We are walking down to the lake and then i dont know. Where did you sleep?
Places.
Plural? Please tell.
using my metrocard to split lines. it says optimism on the back. i am optimistic that you will appear at my door and help me finish all these drugs.
You were telling me to give my phone mouth to mouth so it wouldn't die.. Should i be worried for you?
Woke up in a kilt. And it's not my kilt. Drinking was a success.
And dont forget my 23rd birthday where with no underwear i crawled through the cage of the police car. Dont get drunk be fore you get drunk.
...he tried to burn down someone's house once. ABORT ABORT ABORT
Not sure if he was actually hot or hot in a "he brought a live chicken to the party" kinda way but I got his # regardless
Yes, he made a MIX CD for our booty call...
I just tripped out to the Angel of Music from Phantom of the Opera in my car. Wayyyy to high for shuffle right now.
Oh you know, we just bobbed for apples in a bucket full of jungle juice. So, a casual Tuesday night.
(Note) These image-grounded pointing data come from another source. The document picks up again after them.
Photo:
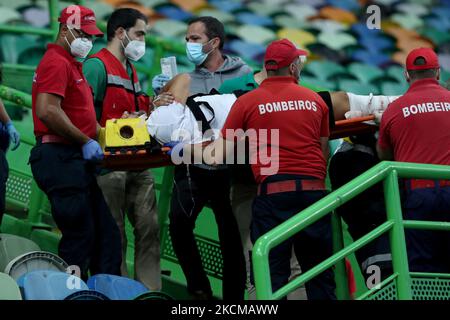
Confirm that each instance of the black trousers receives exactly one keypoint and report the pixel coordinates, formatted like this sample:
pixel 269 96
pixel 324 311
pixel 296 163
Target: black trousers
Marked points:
pixel 90 236
pixel 193 189
pixel 311 246
pixel 363 213
pixel 3 178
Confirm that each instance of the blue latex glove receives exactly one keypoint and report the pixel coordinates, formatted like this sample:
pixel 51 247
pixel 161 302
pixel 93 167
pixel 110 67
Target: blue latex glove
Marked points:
pixel 159 81
pixel 172 145
pixel 92 151
pixel 14 136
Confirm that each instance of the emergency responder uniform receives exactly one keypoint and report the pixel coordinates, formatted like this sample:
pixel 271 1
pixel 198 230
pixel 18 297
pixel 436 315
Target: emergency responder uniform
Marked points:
pixel 301 117
pixel 117 90
pixel 90 237
pixel 415 128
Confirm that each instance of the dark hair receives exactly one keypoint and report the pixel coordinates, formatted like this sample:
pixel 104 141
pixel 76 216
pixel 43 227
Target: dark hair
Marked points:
pixel 214 28
pixel 421 74
pixel 125 18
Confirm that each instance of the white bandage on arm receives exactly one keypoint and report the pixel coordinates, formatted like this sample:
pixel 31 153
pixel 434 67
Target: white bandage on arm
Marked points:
pixel 361 105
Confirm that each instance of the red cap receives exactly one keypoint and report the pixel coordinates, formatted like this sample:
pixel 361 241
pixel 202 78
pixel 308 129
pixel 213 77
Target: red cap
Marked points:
pixel 283 52
pixel 81 18
pixel 431 59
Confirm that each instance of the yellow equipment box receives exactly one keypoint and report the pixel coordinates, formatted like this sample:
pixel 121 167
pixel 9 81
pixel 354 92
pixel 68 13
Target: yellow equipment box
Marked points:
pixel 124 134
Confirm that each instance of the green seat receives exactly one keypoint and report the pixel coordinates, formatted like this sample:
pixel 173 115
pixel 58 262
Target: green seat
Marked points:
pixel 357 87
pixel 8 15
pixel 222 16
pixel 12 246
pixel 290 22
pixel 397 73
pixel 255 34
pixel 337 40
pixel 320 84
pixel 11 46
pixel 438 37
pixel 170 28
pixel 363 72
pixel 324 70
pixel 18 77
pixel 393 88
pixel 9 290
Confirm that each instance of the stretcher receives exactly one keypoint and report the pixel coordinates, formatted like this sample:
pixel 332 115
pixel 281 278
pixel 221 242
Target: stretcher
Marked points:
pixel 127 149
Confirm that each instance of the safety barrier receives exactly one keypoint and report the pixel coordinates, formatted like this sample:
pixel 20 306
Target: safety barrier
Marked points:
pixel 402 284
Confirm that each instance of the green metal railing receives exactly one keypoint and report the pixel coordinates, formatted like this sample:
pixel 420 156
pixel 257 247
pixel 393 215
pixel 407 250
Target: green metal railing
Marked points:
pixel 388 172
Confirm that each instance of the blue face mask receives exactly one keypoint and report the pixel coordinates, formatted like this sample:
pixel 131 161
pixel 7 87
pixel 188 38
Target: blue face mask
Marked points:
pixel 195 54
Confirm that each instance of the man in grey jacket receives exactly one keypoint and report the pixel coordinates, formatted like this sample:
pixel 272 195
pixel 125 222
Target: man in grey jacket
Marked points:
pixel 205 38
pixel 199 184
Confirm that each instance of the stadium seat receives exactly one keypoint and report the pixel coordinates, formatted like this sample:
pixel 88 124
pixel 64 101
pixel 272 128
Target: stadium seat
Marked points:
pixel 170 28
pixel 50 285
pixel 336 40
pixel 375 59
pixel 255 34
pixel 173 12
pixel 190 5
pixel 115 287
pixel 35 260
pixel 319 83
pixel 324 70
pixel 222 16
pixel 363 72
pixel 407 21
pixel 226 5
pixel 245 49
pixel 438 37
pixel 8 15
pixel 265 9
pixel 348 5
pixel 249 18
pixel 336 14
pixel 412 8
pixel 12 246
pixel 9 290
pixel 328 26
pixel 300 38
pixel 357 87
pixel 286 21
pixel 11 46
pixel 36 16
pixel 301 11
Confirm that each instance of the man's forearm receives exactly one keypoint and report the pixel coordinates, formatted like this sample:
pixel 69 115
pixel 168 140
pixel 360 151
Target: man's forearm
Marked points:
pixel 57 121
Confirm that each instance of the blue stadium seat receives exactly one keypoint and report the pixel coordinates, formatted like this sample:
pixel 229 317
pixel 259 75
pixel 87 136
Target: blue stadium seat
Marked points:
pixel 254 19
pixel 226 5
pixel 115 287
pixel 50 285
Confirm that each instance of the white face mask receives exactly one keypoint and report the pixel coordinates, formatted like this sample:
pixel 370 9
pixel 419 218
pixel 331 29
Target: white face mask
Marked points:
pixel 135 49
pixel 79 47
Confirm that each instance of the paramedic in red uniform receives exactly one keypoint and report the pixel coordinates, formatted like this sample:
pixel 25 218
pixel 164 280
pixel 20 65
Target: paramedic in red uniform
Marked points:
pixel 117 90
pixel 415 128
pixel 301 117
pixel 63 160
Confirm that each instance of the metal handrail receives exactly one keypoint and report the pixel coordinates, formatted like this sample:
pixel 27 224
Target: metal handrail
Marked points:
pixel 388 172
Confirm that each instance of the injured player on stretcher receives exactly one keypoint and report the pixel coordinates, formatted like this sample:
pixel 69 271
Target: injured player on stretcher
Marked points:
pixel 185 119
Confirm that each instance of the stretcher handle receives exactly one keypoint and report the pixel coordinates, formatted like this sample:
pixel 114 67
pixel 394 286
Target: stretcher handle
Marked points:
pixel 354 120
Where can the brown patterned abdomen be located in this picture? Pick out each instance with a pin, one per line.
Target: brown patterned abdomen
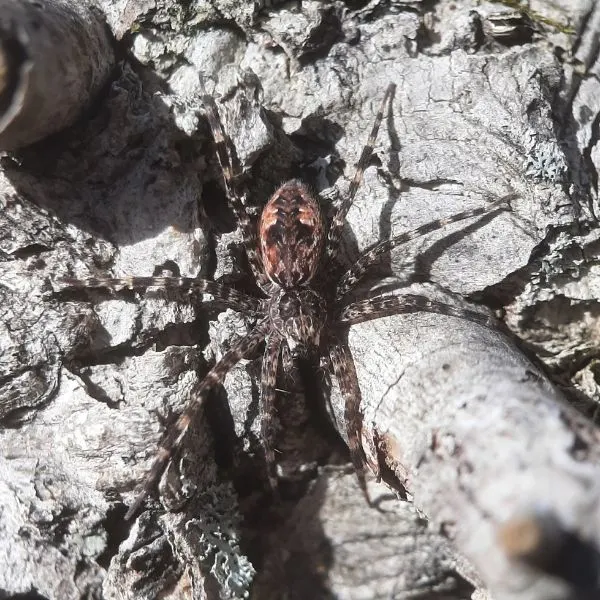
(291, 235)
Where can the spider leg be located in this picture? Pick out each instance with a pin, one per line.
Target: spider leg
(370, 257)
(231, 170)
(224, 295)
(337, 224)
(387, 304)
(267, 403)
(345, 372)
(176, 434)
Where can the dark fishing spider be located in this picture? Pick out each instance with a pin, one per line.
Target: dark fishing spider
(301, 311)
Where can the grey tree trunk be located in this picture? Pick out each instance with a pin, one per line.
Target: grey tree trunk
(485, 435)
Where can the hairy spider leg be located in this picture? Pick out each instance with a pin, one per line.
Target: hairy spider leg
(177, 432)
(223, 294)
(339, 218)
(268, 393)
(385, 305)
(231, 171)
(373, 255)
(342, 364)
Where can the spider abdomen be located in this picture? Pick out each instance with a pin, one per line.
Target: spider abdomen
(291, 235)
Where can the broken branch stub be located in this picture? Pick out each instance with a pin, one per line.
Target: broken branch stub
(489, 450)
(54, 57)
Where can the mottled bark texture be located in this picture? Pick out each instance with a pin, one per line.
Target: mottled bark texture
(500, 472)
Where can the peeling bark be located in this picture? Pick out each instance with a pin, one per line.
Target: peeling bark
(463, 420)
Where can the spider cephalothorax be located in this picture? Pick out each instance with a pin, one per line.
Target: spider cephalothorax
(291, 249)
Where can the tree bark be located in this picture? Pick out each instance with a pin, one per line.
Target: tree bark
(469, 423)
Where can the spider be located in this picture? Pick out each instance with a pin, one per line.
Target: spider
(291, 253)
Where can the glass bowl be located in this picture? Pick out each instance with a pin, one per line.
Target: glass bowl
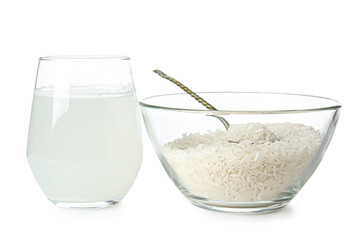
(274, 144)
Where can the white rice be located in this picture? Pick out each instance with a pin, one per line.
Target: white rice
(249, 162)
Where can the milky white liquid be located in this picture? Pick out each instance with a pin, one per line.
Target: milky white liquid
(84, 147)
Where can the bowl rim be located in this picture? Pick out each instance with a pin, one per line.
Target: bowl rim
(334, 106)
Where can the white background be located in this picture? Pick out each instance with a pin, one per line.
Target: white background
(310, 47)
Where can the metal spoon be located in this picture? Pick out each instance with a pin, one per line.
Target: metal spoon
(194, 95)
(203, 102)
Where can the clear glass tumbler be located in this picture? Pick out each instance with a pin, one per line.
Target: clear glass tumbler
(84, 143)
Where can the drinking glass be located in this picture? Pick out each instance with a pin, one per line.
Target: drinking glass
(84, 142)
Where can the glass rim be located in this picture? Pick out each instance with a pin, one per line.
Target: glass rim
(334, 106)
(85, 57)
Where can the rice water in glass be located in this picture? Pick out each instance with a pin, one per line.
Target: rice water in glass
(84, 142)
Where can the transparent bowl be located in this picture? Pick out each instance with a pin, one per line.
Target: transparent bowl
(274, 144)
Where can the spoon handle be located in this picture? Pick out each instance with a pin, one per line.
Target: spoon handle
(194, 95)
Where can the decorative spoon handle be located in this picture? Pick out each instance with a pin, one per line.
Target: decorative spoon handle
(194, 95)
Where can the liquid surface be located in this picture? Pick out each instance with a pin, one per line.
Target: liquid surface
(84, 146)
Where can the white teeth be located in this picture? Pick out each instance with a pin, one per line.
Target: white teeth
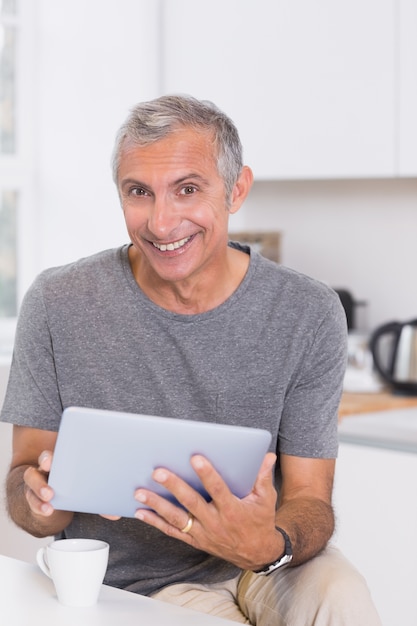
(171, 246)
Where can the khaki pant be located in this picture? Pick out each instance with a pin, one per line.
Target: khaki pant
(326, 591)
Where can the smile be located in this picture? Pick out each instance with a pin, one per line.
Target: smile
(174, 245)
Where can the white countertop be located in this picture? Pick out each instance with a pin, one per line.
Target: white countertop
(395, 429)
(28, 597)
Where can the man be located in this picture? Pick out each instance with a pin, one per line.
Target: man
(182, 323)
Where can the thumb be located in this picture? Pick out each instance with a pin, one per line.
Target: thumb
(45, 460)
(264, 478)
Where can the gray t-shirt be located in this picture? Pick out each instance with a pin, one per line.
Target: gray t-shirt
(271, 356)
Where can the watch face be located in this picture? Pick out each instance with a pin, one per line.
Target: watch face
(284, 560)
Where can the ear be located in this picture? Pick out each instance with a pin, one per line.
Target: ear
(241, 189)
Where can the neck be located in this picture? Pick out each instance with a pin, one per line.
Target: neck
(195, 294)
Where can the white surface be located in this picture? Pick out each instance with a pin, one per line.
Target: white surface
(376, 507)
(311, 89)
(395, 429)
(407, 88)
(28, 597)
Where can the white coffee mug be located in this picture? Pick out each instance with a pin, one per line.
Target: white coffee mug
(77, 568)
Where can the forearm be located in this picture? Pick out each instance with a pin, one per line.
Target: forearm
(309, 522)
(20, 512)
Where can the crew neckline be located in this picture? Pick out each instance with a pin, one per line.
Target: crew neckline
(190, 317)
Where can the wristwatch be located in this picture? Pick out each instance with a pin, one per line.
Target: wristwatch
(284, 559)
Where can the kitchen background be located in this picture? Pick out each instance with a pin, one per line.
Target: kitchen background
(324, 94)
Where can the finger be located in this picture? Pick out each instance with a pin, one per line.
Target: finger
(38, 493)
(213, 483)
(45, 461)
(265, 475)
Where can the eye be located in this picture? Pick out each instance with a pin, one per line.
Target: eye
(188, 190)
(138, 191)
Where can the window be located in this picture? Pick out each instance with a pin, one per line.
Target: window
(16, 160)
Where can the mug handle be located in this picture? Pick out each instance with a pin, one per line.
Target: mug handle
(41, 561)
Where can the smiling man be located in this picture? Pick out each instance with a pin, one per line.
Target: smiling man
(183, 323)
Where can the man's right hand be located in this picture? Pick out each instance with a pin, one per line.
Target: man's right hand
(28, 493)
(38, 492)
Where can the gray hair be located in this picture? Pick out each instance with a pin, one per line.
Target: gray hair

Walked back to my room from the bus last night and all I see is 3 of my friends on the porch chugging whiskey and then throwing up in unison
Would your heart desire to drink copious amounts of alcohol tonight?
He'll only communicate through snapchat with pictures of him holding his cat or his dick. Bit of Russian roulette opening them in public but I did it anyway.
My boss stocked the communal fridge with Gatorade. It's like he wants me to come in hungover.
I get dinner and bf perks from the one guy. But dick with no commitment from the other. I’m living my best life.